Yes, it does seem like an airline cuts flights, routes or employees every day. That's because they do. And probably should. The latest comes from American Airlines, which said earlier it would do some deep slashing. Now they've detailed their plans, and they include ending all service to not one, not two, but three state capitals. They're Harrisburg (Pennsylvania) at the right, Providence (Rhode Island), and Albany (New York). And it doesn't stop there. American and its Eagle unit are cutting out pretty much all O'Hare service to the Gulf Coast, that Katrina-ravaged region where Eagle had just begun building up in the last year.
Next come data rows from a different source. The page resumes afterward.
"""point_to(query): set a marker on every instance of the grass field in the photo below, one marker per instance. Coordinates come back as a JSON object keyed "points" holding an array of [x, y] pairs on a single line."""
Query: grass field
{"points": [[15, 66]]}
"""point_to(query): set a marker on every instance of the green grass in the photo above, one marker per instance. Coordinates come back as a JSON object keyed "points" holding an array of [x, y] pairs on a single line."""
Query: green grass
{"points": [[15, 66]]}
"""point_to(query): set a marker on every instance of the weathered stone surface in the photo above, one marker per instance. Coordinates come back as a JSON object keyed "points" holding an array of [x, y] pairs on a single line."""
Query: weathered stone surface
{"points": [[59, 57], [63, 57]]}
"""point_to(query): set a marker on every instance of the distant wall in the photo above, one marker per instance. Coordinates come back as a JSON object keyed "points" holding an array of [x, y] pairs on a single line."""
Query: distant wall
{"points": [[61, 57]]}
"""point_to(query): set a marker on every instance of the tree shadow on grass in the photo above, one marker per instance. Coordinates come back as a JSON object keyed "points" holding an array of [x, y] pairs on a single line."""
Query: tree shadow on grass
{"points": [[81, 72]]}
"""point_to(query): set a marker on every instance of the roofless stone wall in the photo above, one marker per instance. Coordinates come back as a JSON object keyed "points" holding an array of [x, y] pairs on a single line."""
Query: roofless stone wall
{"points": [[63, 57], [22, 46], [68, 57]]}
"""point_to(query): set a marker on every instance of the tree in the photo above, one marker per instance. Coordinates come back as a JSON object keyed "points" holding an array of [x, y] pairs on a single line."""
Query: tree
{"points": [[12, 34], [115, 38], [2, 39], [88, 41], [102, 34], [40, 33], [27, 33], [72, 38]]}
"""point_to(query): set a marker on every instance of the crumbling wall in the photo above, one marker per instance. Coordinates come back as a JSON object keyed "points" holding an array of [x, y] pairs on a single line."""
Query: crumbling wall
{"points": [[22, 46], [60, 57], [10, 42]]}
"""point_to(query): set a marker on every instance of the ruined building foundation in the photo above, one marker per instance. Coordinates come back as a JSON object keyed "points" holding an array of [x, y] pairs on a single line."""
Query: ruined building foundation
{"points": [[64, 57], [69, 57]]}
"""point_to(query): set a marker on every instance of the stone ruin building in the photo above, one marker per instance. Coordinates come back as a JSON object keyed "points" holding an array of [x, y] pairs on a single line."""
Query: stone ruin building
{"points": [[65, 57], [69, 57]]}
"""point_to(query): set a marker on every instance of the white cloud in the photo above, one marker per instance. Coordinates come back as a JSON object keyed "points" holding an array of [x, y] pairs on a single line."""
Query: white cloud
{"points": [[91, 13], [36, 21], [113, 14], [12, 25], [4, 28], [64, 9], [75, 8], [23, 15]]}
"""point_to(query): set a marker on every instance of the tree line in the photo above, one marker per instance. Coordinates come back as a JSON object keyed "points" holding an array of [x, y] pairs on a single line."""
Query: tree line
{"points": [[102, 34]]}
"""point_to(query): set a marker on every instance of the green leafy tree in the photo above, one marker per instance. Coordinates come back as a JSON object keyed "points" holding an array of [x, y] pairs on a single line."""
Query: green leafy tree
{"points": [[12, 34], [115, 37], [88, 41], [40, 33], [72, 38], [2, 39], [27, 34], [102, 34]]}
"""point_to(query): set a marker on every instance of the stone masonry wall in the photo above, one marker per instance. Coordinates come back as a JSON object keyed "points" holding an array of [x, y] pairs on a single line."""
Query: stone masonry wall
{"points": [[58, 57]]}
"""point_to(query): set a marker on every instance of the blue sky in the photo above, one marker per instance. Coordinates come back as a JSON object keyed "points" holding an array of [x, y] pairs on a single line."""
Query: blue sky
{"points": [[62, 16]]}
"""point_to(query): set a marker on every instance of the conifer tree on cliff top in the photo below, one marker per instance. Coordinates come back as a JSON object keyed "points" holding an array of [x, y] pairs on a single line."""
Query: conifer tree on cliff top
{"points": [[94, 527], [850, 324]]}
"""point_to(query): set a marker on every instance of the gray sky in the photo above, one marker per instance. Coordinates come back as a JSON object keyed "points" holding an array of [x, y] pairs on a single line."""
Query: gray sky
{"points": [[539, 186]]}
This includes ending O'Hare flights at Mobile and Birmingham, Alabama; Pensacola and Fort Walton Beach, Florida; Gulfport/Biloxi and Jackson, Mississippi, and Baton Rouge, Louisiana. Most of these routes were Embraer ERJ145 routes, and there's just no way to make money spreading the cost of oil on 750-800 mile flights over those 44 seats.
Also drying up: St. Louis, where American inherited a hub when it bought TWA in 2001, and where it's been cutting ever since. The city that is home to Budweiser will have 116 daily flights as of November, down from 146 in early June, and down sharply from the days in which the airport's Lambert Field had international service to London and paris under TWA.